Após a votação contraria a urgência, Zaher pediu a palavra e criticou a postura da maioria dos parlamentares, o vereador ironizou a perda de função do Legislativo. “Tá chegando num ponto que alguns vão ter que pegar o seu diploma eleitoral e rasgar. Eu acho que os colegas poderiam pelo menos ler o teor do requerimento para ver o que vossas excelências estão sendo contrários a gente saber de informação.”, disse.

O parlamentar argumentou que o pedido não envolvia detalhes contratuais complexos, mas sim estatísticas básicas, mais importantes que deveriam ser de fácil acesso à população, como volume de multas aplicadas, números de acidentes desde o período de instalação do sistema e quantitativo de vítimas, inclusive fatais. “O dia que um vereador não puder saber quantos acidentes teve na cidade, o que é que tá acontecendo? Não dá para entender”, disparou.

Zaher destacou que o município gasta cifras significativas com o sistema de fiscalização eletrônica, destacando que o contrato anual gira em torno de R$ 16 milhões. Segundo ele, o cidadão tem o direito de entender se a arrecadação das penalidades cobre os custos ou se está apenas gerando uma sobrecarga financeira ao trabalhador rondonopolitano.

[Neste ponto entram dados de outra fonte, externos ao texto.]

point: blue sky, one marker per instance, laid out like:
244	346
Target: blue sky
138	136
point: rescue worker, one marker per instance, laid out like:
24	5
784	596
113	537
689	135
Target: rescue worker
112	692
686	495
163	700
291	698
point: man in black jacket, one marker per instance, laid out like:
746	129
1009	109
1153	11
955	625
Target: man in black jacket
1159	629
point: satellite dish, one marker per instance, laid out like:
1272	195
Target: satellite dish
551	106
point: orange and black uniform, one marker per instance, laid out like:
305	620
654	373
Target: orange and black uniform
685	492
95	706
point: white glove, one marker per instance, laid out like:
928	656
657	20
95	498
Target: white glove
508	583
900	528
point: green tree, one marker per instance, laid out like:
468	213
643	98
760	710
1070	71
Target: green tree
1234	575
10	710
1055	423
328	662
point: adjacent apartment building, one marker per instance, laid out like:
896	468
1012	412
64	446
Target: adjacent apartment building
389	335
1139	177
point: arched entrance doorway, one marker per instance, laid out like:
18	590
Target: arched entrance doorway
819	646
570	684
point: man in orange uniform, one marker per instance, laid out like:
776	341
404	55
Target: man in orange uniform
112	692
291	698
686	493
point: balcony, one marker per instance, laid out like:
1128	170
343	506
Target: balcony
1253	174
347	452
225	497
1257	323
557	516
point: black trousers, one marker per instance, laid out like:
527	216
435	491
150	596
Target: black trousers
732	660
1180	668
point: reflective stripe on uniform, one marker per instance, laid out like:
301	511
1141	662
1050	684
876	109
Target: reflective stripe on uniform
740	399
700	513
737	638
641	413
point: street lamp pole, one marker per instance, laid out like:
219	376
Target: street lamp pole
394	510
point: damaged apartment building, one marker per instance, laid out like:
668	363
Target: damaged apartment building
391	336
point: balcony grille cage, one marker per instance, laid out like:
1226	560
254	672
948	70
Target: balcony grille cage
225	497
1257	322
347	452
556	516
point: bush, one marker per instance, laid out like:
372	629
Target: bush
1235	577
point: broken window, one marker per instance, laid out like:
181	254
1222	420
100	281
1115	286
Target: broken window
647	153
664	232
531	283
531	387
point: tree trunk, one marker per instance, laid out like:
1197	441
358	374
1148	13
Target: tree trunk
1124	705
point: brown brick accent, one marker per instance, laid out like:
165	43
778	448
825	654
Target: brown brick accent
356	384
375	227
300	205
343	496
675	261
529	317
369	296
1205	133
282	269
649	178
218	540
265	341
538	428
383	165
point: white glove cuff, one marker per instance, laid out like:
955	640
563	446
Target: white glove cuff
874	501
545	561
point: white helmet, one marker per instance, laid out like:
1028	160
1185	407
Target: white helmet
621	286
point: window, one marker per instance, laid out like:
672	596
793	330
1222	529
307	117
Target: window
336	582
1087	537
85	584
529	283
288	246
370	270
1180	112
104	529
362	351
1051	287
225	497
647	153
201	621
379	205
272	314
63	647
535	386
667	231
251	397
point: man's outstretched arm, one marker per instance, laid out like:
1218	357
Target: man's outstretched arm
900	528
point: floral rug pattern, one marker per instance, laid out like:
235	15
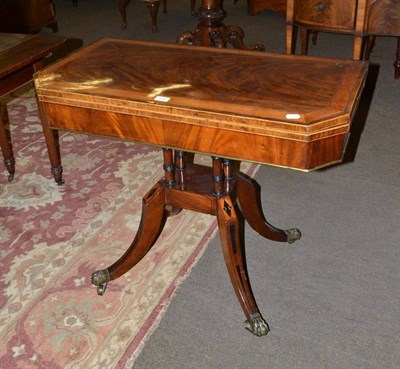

Diante da recusa do pedido de informações, o vereador anunciou que pretende acionar o Poder Judiciário para que a Prefeitura seja obrigada a fornecer os dados, caso na semana que vem o requerimento que volta a pauta de discussão e votação seja rejeitado pelos colegas vereadores. “Nós vamos ter que judicializar contra o município que tá negando informação que é pública, que deveria ser informada para não dizer que a Casa aqui é contrária ao acesso de informação e a Justiça vai ter que determinar que seja enviada.” Pontuou.

Ao finalizar o discurso, Zaher comparou a situação do trânsito local a um conto de fadas, criticando a falta de transparência. “Nós estamos vivendo o país das maravilhas, e nós somos a Alice aqui”, concluiu.